蛋鸡（Gallus gallus domesticus）和鹌鹑（Coturnix japonica）的上皮输卵管细胞的分子标记。

背景技术在这项工作中，我们确定了输卵管上皮细胞和祖细胞的分子标记。我们提出了一组选定的标记基因，这些基因与蛋鸡（Gallus gallus domesticus）和鹌鹑（Coturnix japonica）的输卵管细胞表型相对应。我们证明了这些细胞在组织和体外的特性在输卵管的不同解剖和功能部位（漏斗（INF），远端大瓶（DM）和近端大瓶（PM））方面存在差异。进行了以下研究：（1）输卵管标记物（雌激素受体1，卵清蛋白和SPINK7-卵粘液），（2）上皮标记物（角蛋白5，角蛋白14和锁骨蛋白）和（3）茎样/祖细胞标记物（CD44糖蛋白， LGR5，Musashi-1和性别确定区域Y-box 9，Nanog homebox，OCT4 / cPOUV基因编码转录因子POU5F3）。结果在鸡中，输卵管标志物的表达向近端输卵管增加。上皮标志物keratin14和occludin在远端输卵管中较高，并向近端大瓶中减少。在鹌鹑输卵管组织中，输卵管/上皮标记的基因表达模式与鸡相似。输卵管中的祖细胞/干细胞标志物（Musashi-1和CD44糖蛋白）在漏斗骨中具有最高的相对表达，并向近端大指骨减少。在鹌鹑中，我们发现在远端输卵管中大量存在的四个祖细胞标记物（LGR5基因，SRY性别决定区Y-box 9，OCT4 / cPOUV基因和CD44糖蛋白）表达显着。输卵管细胞体外培养后，基因表达模式发生了变化。使用减少的mRNA丰度可降低大细胞来源细胞的高分泌潜能。另一方面，源自漏斗的鸡输卵管细胞获得了表达OVM和OVAL的能力。在体外维持细胞的上皮特性。在祖细胞标记中，母鸡和鹌鹑细胞均表达高水平的SOX9，LGR5和Musashi-1。

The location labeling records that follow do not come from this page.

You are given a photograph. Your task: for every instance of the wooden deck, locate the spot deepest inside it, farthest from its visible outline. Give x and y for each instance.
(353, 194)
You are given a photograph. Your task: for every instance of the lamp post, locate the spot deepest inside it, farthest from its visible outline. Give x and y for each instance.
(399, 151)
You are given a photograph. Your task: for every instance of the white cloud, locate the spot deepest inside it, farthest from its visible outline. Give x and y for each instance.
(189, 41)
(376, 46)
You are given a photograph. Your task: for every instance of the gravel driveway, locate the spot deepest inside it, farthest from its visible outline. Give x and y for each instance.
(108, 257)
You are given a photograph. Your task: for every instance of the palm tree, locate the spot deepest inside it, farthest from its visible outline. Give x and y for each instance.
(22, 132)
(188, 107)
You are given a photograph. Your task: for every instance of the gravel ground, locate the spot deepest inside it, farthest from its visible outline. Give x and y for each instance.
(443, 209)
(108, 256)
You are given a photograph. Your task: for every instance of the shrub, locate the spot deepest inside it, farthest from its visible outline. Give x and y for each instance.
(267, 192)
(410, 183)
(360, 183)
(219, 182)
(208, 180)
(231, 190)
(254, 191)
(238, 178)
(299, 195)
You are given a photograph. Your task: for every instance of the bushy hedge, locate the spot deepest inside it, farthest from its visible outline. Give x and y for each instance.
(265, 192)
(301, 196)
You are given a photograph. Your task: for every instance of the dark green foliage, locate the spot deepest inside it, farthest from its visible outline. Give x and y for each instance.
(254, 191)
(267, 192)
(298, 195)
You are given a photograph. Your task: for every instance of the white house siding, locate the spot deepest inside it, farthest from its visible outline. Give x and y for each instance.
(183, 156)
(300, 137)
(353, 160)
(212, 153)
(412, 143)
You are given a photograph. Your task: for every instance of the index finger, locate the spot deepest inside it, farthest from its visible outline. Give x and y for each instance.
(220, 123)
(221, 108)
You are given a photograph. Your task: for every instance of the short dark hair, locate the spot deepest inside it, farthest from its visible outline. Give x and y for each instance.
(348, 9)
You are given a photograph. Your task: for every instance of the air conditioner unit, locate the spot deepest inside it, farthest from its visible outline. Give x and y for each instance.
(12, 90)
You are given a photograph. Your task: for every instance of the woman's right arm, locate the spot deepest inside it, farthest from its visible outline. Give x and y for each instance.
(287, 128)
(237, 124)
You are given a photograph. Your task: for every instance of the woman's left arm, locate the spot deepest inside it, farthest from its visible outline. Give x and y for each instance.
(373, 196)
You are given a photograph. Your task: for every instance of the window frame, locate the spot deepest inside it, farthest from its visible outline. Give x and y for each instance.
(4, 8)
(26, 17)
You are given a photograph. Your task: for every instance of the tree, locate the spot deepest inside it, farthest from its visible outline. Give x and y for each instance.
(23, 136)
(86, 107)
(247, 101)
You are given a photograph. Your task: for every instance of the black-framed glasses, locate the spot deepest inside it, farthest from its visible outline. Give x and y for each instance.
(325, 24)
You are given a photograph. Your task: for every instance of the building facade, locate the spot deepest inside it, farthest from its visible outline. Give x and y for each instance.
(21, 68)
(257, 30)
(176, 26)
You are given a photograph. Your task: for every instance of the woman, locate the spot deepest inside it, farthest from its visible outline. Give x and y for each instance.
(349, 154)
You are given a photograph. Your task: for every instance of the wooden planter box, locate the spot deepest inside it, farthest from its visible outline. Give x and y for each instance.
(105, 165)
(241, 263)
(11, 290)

结论对组织材料的分析表明，两种物种中大多数输卵管标记物的逐渐增加/减少方式。在输卵管细胞进行体外培养后，这种模式发生了变化。结果可以提供分子工具，以验证生殖组织的体外生物学模型的表型。来自漏斗的鸡输卵管细胞获得了表达OVM和OVAL的能力。在体外维持细胞的上皮特性。在祖细胞标记中，母鸡和鹌鹑细胞均表达高水平的SOX9，LGR5和Musashi-1。结论对组织材料的分析表明，两种物种中大多数输卵管标记物的逐渐增加/减少方式。在输卵管细胞进行体外培养后，这种模式发生了变化。结果可以提供分子工具，以验证生殖组织的体外生物学模型的表型。来自漏斗的鸡输卵管细胞获得了表达OVM和OVAL的能力。在体外维持细胞的上皮特性。在祖细胞标记中，母鸡和鹌鹑细胞均表达高水平的SOX9，LGR5和Musashi-1。结论对组织材料的分析表明，两种物种中大多数输卵管标记物的逐渐增加/减少方式。在输卵管细胞进行体外培养后，这种模式发生了变化。结果可以提供分子工具，以验证生殖组织的体外生物学模型的表型。结论对组织材料的分析表明，两种物种中大多数输卵管标记物的逐渐增加/减少方式。在输卵管细胞进行体外培养后，这种模式发生了变化。结果可以提供分子工具，以验证生殖组织的体外生物学模型的表型。结论对组织材料的分析表明，两种物种中大多数输卵管标记物的逐渐增加/减少方式。在输卵管细胞进行体外培养后，这种模式发生了变化。结果可以提供分子工具，以验证生殖组织的体外生物学模型的表型。